The feather gods of Tahiti, and other largely unseen Polynesian idols and artefacts collected by British missionaries are included in a unique, but overlooked exhibition, that opened on 9 July. The show represents the lifetime’s work of a 73-year-old Californian collector, David Shaw King. King is a chemistry professor at the University of California, Berkeley, with a passion for island culture inspired by his own childhood in the West Indies.

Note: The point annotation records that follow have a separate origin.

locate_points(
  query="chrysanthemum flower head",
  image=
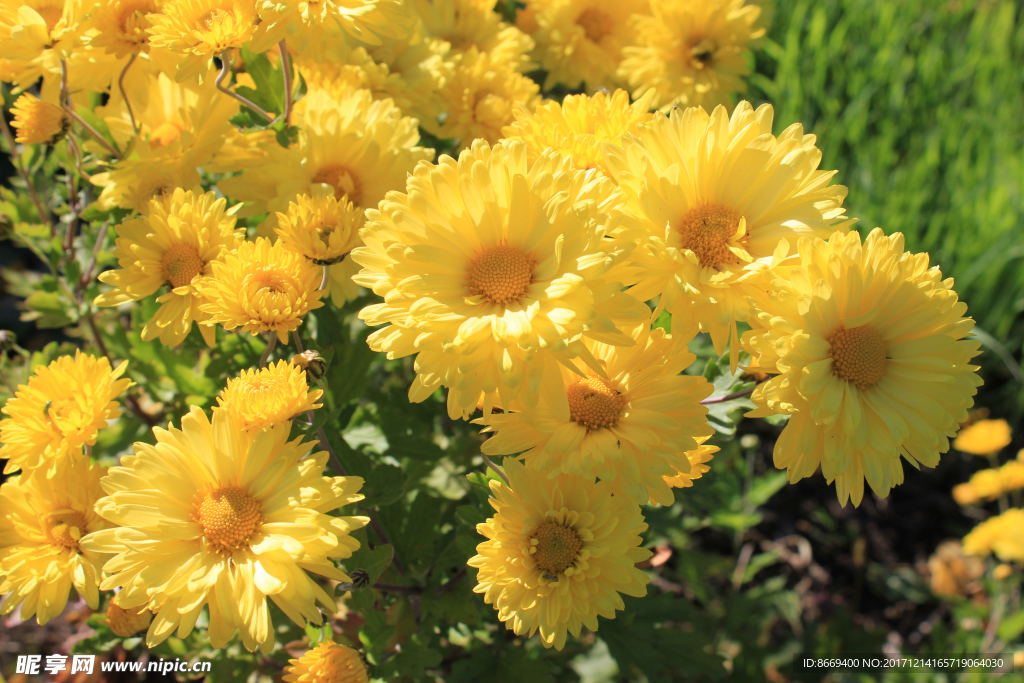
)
(632, 428)
(122, 26)
(328, 663)
(866, 344)
(321, 227)
(200, 30)
(559, 552)
(41, 525)
(260, 398)
(38, 122)
(215, 516)
(579, 126)
(717, 201)
(1003, 536)
(173, 246)
(262, 287)
(491, 269)
(983, 437)
(59, 412)
(691, 52)
(581, 41)
(481, 96)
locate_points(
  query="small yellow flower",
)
(322, 228)
(983, 437)
(59, 412)
(262, 288)
(198, 31)
(38, 122)
(41, 524)
(328, 663)
(260, 398)
(1003, 536)
(559, 551)
(174, 245)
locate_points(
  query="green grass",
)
(920, 104)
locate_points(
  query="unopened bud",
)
(312, 363)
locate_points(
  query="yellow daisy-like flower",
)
(633, 428)
(328, 663)
(271, 395)
(473, 25)
(200, 30)
(559, 551)
(581, 41)
(174, 245)
(579, 126)
(493, 269)
(867, 346)
(59, 412)
(214, 516)
(38, 122)
(481, 98)
(989, 484)
(312, 27)
(122, 26)
(322, 228)
(262, 288)
(1003, 536)
(692, 52)
(983, 437)
(716, 203)
(42, 521)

Items, from Tahiti to the Cook Islands, range from carved fan handles with double-headed figures, to an octopus lure made of cowrie shells, as well as the first dictionary of the Tahitian language, and the "feather gods". Seemingly insignificant clusters of feathers and wood bound with sennit, or coconut string, with no hint of human figuration, these idols are “absolutely foreign to the Western eye”, King says.
Most of the artefacts, drawn from his own collection, Soas, the British Museum (BM) and other institutions, have not been shown for at least 125 years, if ever. Included are three pieces that were de-accessioned by the BM over forty years ago, when indigenous pieces had a fraction of the value they have today. Attenborough has also lent two items to the show: a stone adze (tool) with a black basalt blade, and an account of the voyage of the missionary ship Duff to Tahiti.
The exhibition hinges on the story of the London Missionary Society—which bought and equipped the Duff to send 30 missionaries to convert, and clothe, the heathen islanders in 1797. It was at the urging of Tahiti’s King Pomare that they took “foolish” idols and artefacts home, to show British audiences, rather than simply burning them.
Bent on breaking natives of so-called “sinfulness”—from naked dancing to infanticide—the missionaries “learned a great deal about the culture. On the one hand, they came to annihilate it, on the other hand some of them were very good ethnographers,” says King. “They brought back the very idols they went to destroy.”
“One of the things [the exhibition] tells us is that the missionaries were just as extraordinary as the people they were ‘missionarising’,” Attenborough says. “They were dogged, genuine, sincere people, and people of enormous resource.”